The two leaders also agreed to advance bilateral economic relations.

Earlier Monday, Trump on Twitter said the U.S. was starting a "long overdue" pullout from Syria and Washington would strike from a nearby existing base if Daesh started to re-form.

Trump went as far as saying that Washington would "economically devastate" Turkey if Ankara decided to strike against the militants of the U.S.-backed YPG.

The comments immediately drew rebukes from Turkish officials, with Ankara asserting that it will not shrink from threats and rejecting any conflation of "Kurds" with terrorist groups.

Ankara has been infuriated by U.S. support for the Syrian Democratic Forces (SDF), which is dominated by the YPG, under the pretext of fighting against Daesh.
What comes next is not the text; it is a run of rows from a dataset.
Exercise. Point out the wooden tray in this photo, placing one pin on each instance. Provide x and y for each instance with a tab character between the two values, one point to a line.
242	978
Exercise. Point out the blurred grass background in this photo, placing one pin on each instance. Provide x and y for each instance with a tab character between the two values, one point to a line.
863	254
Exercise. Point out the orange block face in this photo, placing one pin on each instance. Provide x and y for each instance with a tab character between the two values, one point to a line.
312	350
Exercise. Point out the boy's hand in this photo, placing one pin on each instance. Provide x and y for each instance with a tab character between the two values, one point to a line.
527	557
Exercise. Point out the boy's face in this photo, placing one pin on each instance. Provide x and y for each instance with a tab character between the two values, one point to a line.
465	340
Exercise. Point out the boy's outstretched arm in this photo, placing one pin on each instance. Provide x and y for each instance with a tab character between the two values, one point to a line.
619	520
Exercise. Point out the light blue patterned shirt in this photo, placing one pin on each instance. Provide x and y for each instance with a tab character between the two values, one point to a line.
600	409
The U.S. provided military training and supplied truckloads of weapons to the YPG, disregarding warnings from Ankara that the YPG is organically linked to the PKK, and partnering with one terrorist group to fight another was not acceptable.

Turkey says the weapons are ultimately transferred to the PKK – designated as a terror group by the U.S., Turkey and the EU – and used against Turkey. The PKK has been waging a terror campaign, which had led to the deaths of some 40,000 people, including women and children, since the 1980s.